2 hours later 53008534 Anonymous
>>53007237 I was a porn addict for 12 years. I discovered fapping when I was 8 years old and started watching porn when I turned 12. I knew porn was bad for me about 7 years ago and had series of nofap streaks in effort to quit porn, 99% of the time shorter than 2 weeks. I'm 24 now and it took me 16 years to have a problem free nofap streak lasting a month. Today is my 35th day of nofap. In February I decided to start dramatic changes in my diet to lose weight. I went on a keto diet. I would cheat on my keto diet once a week...then once every two weeks...then every three weeks. Every time I cheated on my keto diet I realized my urges to fap increased tremendously. That was when I saw the connection between diet and fapping. I went on a fast and stopped eating for multiple days, that suddenly made me lose desire to cheat on my keto diet. Because I wasn't cheating on my keto diet I lost desire to fap. I read stories about other people who fasted and they too lost their addictions, addictions for smoking and drinking. Fasting is what I would do if I was addicted to drugs and wanted to quit. It is necessary to remove bad food from your diet in order to feel good enough to not want drugs to feel good, and fasting is what made me lose my cravings for junk food, therefore my cravings to fap. Drugs are an escape from depression or just feeling shitty in general. Fight your depression with proper diet, exercise, and MODERATE amount of caffeine then you won't feel desire to escape your mental state with street drugs. Junk carbohydrates are what I needed to avoid to feel decent again, it is up to you to find what your proper diet is.

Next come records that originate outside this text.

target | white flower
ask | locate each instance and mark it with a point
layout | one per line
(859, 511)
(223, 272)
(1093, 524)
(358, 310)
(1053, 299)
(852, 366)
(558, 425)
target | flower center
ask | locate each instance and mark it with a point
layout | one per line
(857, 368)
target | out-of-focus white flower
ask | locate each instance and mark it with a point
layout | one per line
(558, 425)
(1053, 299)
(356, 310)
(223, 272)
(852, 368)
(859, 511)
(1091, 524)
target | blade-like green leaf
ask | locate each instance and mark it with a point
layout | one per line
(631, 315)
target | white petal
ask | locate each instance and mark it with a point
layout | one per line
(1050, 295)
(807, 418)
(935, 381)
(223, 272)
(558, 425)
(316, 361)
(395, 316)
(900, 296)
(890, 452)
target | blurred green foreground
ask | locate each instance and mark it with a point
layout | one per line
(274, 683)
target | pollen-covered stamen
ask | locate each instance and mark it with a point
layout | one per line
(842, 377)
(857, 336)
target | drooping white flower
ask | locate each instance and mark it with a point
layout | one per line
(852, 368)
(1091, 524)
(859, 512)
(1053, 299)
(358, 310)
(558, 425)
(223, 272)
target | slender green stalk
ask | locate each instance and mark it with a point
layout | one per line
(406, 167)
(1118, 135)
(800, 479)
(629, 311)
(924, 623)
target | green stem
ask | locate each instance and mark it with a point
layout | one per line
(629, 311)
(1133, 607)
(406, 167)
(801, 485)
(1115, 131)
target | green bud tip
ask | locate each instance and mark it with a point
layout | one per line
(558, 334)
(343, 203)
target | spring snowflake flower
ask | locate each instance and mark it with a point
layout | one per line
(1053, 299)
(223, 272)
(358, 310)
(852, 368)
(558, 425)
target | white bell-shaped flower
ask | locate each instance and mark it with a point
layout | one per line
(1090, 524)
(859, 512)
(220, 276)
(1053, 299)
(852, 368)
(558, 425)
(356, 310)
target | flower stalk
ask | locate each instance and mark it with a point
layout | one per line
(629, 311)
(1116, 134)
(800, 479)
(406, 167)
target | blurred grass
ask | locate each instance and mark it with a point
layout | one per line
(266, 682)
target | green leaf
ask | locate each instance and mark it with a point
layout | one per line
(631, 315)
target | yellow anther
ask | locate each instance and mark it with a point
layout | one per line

2 hours later 53008646 Anonymous
>>53008534 People have said in nofap community that porn was harder for them to quit than heroin. If I can quit porn, you can quit drugs too. Start with fasting, that's what cause the body to do some deep detoxing. Look up autophagy if you want to know the scientific perspective on fasting and detoxing. I personally saw my mental state change during my extended fasts, mostly for the better and I saw the bad times during my fast as good and necessary for my transformation. Like withdrawing from drugs cause you to suffer, but you see it as necessary and good at the end, that's what fasting is, withdrawing from bad food, then you can eat good food and reduce your desire for drugs because you feel good on a good diet, so that you don't need drugs to feel good. This is the key reason why I can finally quit fapping, because I feel good now, so I don't feel the need to fap to feel good.